質の高いオフボーディングを実現する3つのポイント

オフボーディングのチェックリストをただ消化するだけでは、退職者との良好な関係を築くことは困難です。重要なのは、手続きの先にある「従業員体験」をいかに質の高いものにするかという視点です。

ここでは、退職者を貴重な財産と捉え、未来の協力者へとつなげるための3つの重要なポイントを解説します。これらのポイントを実践することで、オフボーディングは単なる事務処理から、企業の未来を豊かにする戦略的人事施策へと昇華します。

感謝を伝えポジティブな従業員体験を創出する

退職者に対する最後の印象は、その後の企業イメージを大きく左右します。在籍期間の長短にかかわらず、企業の成長に貢献してくれたことへの感謝を真摯に伝えることが、ポジティブな従業員体験(EX)を創出する上で最も重要です。

人は最後の記憶が最も強く残る傾向があります(ピーク・エンドの法則)。たとえ在職中に不満があったとしても、最終出社日までの期間に丁寧で温かい対応を受けることで、「この会社で働けて良かった」というポジティブな感情を抱きやすくなります。この感情が、退職後の企業の評判を左右する口コミや、アルムナイとしての協力的な関係につながるのです。

感謝を伝える具体的なアクションには、以下のようなものが挙げられます。

  • 直属の上司からの感謝のメッセージ:業務上の関わりが最も深かった上司から、具体的なエピソードを交えて感謝と労いの言葉を伝えます。
  • 経営層や役員からの声かけ:可能であれば、経営層からも「今までありがとう。今後の活躍を期待しています」といった言葉をかけることで、会社全体として退職者を大切に思っている姿勢が伝わります。
  • 送別会やランチ会の実施:本人が望む場合、部署のメンバーでささやかな送別会を開き、リラックスした雰囲気で感謝を伝える場を設けます。
  • 感謝を伝える手紙や記念品の贈呈:手書きのメッセージカードや、会社のロゴが入った記念品などを贈ることで、形に残る思い出を提供します。

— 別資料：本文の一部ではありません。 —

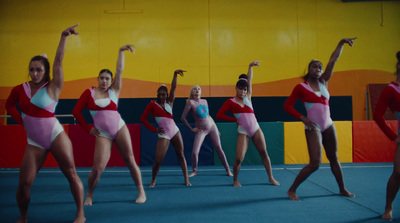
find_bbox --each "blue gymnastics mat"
[0,163,400,223]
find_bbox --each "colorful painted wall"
[0,0,400,120]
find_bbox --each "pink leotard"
[140,100,179,139]
[283,81,333,132]
[374,82,400,140]
[72,87,125,139]
[181,99,229,172]
[217,97,260,137]
[6,82,64,150]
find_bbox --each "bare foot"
[83,195,93,206]
[233,181,242,187]
[287,191,300,201]
[74,216,86,223]
[135,194,146,204]
[340,189,356,197]
[189,172,197,177]
[269,178,281,186]
[381,210,393,221]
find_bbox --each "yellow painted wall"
[0,0,400,120]
[283,121,353,164]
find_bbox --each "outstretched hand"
[342,37,358,46]
[119,44,135,53]
[61,23,79,36]
[249,60,261,67]
[174,69,186,77]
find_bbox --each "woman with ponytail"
[374,51,400,220]
[181,85,233,177]
[140,70,191,187]
[217,61,279,187]
[283,38,357,201]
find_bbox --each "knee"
[308,160,321,172]
[92,167,104,176]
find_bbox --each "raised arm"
[320,37,358,83]
[48,24,79,101]
[167,69,186,106]
[111,44,134,96]
[247,60,261,99]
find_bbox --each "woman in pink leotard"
[217,61,279,187]
[140,70,192,187]
[181,85,233,177]
[374,51,400,220]
[72,45,146,206]
[6,25,86,222]
[284,38,357,201]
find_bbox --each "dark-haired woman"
[72,45,146,206]
[140,70,191,187]
[6,25,86,222]
[217,61,279,187]
[284,38,357,201]
[374,51,400,220]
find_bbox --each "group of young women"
[6,25,400,222]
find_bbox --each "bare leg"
[322,125,355,197]
[233,133,249,187]
[115,125,146,203]
[150,138,169,187]
[382,144,400,220]
[208,124,233,176]
[287,130,322,201]
[171,132,192,186]
[84,137,113,206]
[17,145,48,223]
[189,132,206,177]
[252,128,279,186]
[50,132,86,223]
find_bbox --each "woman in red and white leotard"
[374,51,400,220]
[217,61,279,187]
[181,85,233,177]
[6,24,86,222]
[284,38,357,201]
[140,70,191,187]
[72,45,146,206]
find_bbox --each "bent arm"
[320,37,358,83]
[72,90,92,132]
[111,44,133,96]
[49,24,78,101]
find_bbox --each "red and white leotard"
[6,82,64,150]
[374,82,400,140]
[217,97,260,137]
[283,81,333,132]
[72,87,125,139]
[140,100,179,139]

「立つ鳥跡を濁さず」ということわざがありますが、これは退職者だけでなく、送り出す企業側にも求められる姿勢です。誠意ある対応を最後まで貫くことが、企業のブランドイメージを守り、未来のファンを一人増やすことにつながります。

退職面談で本音を引き出し組織改善に活かす

退職面談(エグジットインタビュー)は、組織が抱える潜在的な課題を明らかにするための絶好の機会です。退職を決意した従業員は、利害関係から解放されるため、在職中には言えなかった率直な意見や本音を語ってくれる可能性が高まります。この貴重なフィードバックを真摯に受け止め、組織改善に活かすことが、質の高いオフボーディングの鍵となります。

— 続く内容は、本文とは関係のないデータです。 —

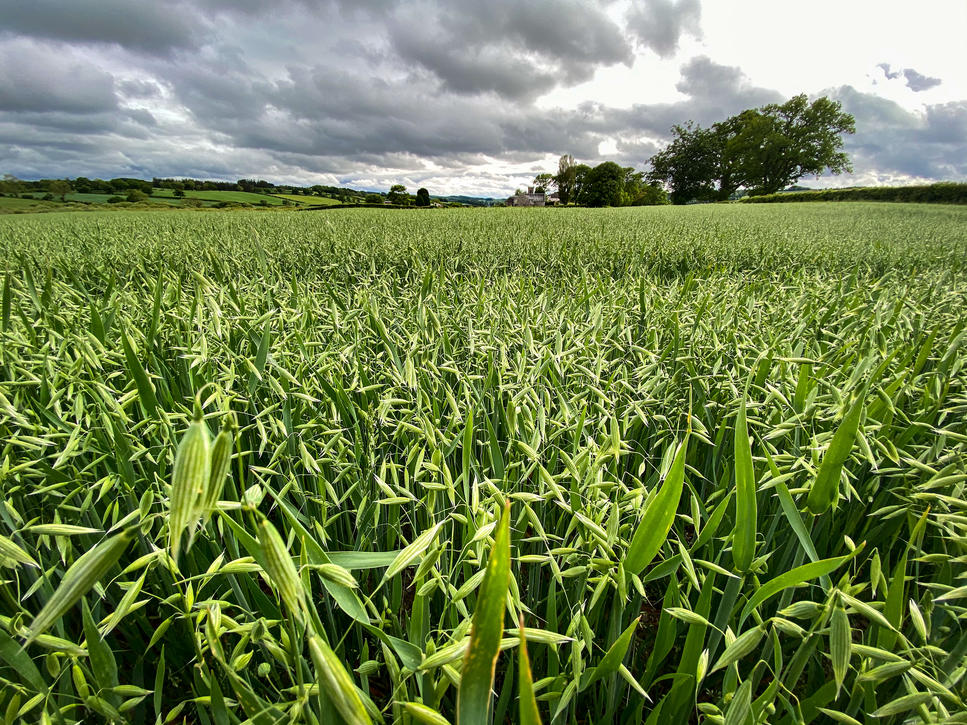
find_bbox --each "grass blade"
[457,502,510,725]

ただし、形式的な面談では本音を引き出すことはできません。退職者が安心して話せる環境を整え、質問を工夫する必要があります。

本音を引き出すための環境づくり

  • 面談者の選定:直属の上司は、退職理由に直接関係している可能性があるため、人事担当者や他部署の管理職など、客観的な立場の従業員が面談を担当することが望ましいです。
  • タイミングと場所:最終出社日の数日前など、業務の引き継ぎが一段落した落ち着いた時期に設定します。また、会議室などプライバシーが確保された空間で、1対1で実施します。
  • 面談の目的の事前共有:「評価や引き留めのためではなく、今後の会社をより良くしていくための貴重なご意見をお伺いしたい」というポジティブな目的を明確に伝え、心理的安全性を確保します。

質問の工夫

単に「退職理由は何ですか?」と聞くだけでなく、具体的な事実や改善点につながるような質問を投げかけることが重要です。オープンクエスチョン(自由回答形式の質問)を中心に、対話を深めていきましょう。

退職面談における質問例
避けるべき質問(クローズドクエスチョン)推奨される質問(オープンクエスチョン)
会社に不満はありましたか?当社で働いてみて、特に「もっとこうだったら働きやすいのに」と感じた点はどのようなことでしたか?
人間関係は良好でしたか?チームや部署のコミュニケーションで、良かった点や改善が必要だと感じた点を教えていただけますか?
業務内容は合っていましたか?ご自身のスキルやキャリアプランと、担当されていた業務内容との間に、どのようなギャップを感じていましたか?
当社の制度に満足していましたか?もしあなたが人事部長だったら、従業員のエンゲージメントを高めるために、どのような制度を導入・改善しますか?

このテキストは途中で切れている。